Pada tahun 1943, Abraham Maslow mengemukakan penelitiannya tentang teori motivasi manusia (Motivation and Personality, 1954). Ia menempatkan bernapas, makanan, seks, tidur, bertahan hidup, dan buang hajat sebagai hal-hal paling dasar yang mendorong orang bertindak. Kalau kebutuhan dasar tersebut tidak terpenuhi, maka tubuh manusia akan bereaksi dan mengalami gangguan. Rasa aman adalah kebutuhan manusia di tingkat kedua. Begitu yang dasar terpenuhi, maka otomatis orang akan mencari kestabilan untuk memperoleh hal-hal dasar tersebut. Tingkat ketiga, manusia akan mencari pemenuhan cinta dan kasih sayang dari persahabatan, keluarga, dan keintiman seksual. Berbeda dari seks di tingkat pertama, seks di tingkat ketiga lebih mengutamakan hubungan emosi. Tingkat keempat, pencarian diteruskan pada penghargaan, penghormatan, dan kepercayaan diri. Pada puncaknya, manusia pun mencari aktualisasi diri yang menyangkut moralitas, kreatifitas, spontanitas, penyelesaian masalah, dan penerimaan.

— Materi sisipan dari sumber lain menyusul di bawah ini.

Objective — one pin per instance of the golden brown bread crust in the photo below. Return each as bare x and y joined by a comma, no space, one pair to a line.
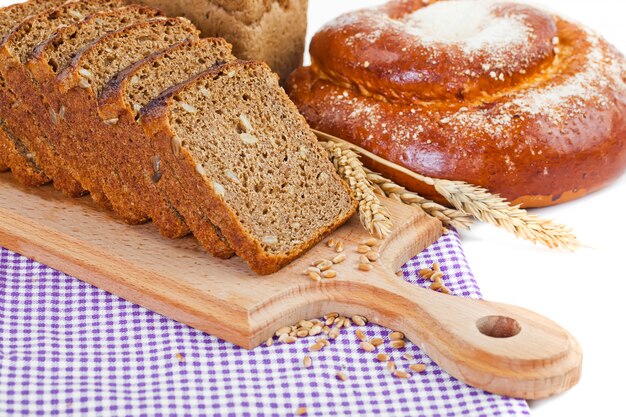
545,126
156,124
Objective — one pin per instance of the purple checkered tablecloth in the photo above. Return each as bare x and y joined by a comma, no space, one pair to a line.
67,348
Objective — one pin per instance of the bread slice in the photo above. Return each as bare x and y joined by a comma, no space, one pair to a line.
272,31
75,95
247,159
14,50
119,104
12,151
50,57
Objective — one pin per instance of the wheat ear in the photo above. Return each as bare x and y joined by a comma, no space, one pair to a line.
493,209
373,215
449,217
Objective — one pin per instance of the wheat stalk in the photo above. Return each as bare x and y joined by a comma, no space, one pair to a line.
495,210
449,217
373,215
468,200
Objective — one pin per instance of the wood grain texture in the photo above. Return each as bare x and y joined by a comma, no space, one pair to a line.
224,298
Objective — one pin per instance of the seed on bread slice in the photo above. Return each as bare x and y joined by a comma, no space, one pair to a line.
119,106
247,158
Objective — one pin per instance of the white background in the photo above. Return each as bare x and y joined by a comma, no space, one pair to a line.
582,291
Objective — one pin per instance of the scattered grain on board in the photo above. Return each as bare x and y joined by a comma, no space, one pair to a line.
397,344
377,341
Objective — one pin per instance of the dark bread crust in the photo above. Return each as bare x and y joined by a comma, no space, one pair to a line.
132,150
179,162
567,149
44,76
88,159
22,119
11,153
18,159
272,31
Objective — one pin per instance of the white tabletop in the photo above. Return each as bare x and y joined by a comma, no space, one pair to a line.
582,291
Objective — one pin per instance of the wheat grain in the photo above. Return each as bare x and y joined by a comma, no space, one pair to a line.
373,215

Teori motivasi Maslow mendapat kritik dari para peneliti yang menyatakan bahwa teori ini tidak cocok untuk masyarakat dengan budaya kolektif. Budaya kolektif cenderung menempatkan kebebasan individu di puncak piramida, sementara budaya individualistis mencari aktualisasi diri di tengah keanekaragaman. Dari sisi seksualitas, budaya individu memilih seks untuk dipuaskan dulu sebelum memenuhi kebutuhan di atasnya, sedangkan budaya kolektif harus mempertimbangkan nilai-nilai keluarga, komunitas, dan emosional.

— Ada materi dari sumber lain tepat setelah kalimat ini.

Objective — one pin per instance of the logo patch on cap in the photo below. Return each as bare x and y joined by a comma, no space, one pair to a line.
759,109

Terlepas dari kritik para ahli, piramida Maslow ini dapat dijadikan refleksi bagi kita yang bekerja. Ada di manakah kita? Apakah kita sedang sibuk memenuhi kebutuhan perut? Apakah kita tengah mencari kestabilan? Adakah dari kita sedang ingin dicintai? Penghargaankah yang tengah kita kejar? Atau...kita malah sedang berada di puncak aktualisasi diri, karena yang lain sudah terpenuhi?

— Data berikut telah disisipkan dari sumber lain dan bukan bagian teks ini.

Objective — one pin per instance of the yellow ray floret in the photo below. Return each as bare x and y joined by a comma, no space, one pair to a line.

Masalahnya, mungkin motivasinya benar namun cara-caranya yang bermasalah. Saya yang ingin dicintai, misalnya. Begitu ingin dicintainya saya oleh rekan-rekan kerja yang keren, sehingga tanpa sadar saya telah merendahkan kemampuan kerja teman-teman lain. Mungkin saya tengah mencari kestabilan posisi, maka saya akan berdiam diri saja pada keputusan yang secara prinsipil tidak dapat disetujui. Bisa saja motivasi saya sebenarnya ingin mengaktulisasi diri, tapi begitu bersemangatnya saya, sampai-sampai saya tidak ingin mengikutsertakan rekan-rekan dalam pengambilan keputusan.
Mari kita runut tindakan-tindakan kita di tempat kerja, lalu kita peras sari patinya dalam perenungan. Salah satu tingkat dari piramida Maslow itulah barangkali tempat kita berpijak saat ini.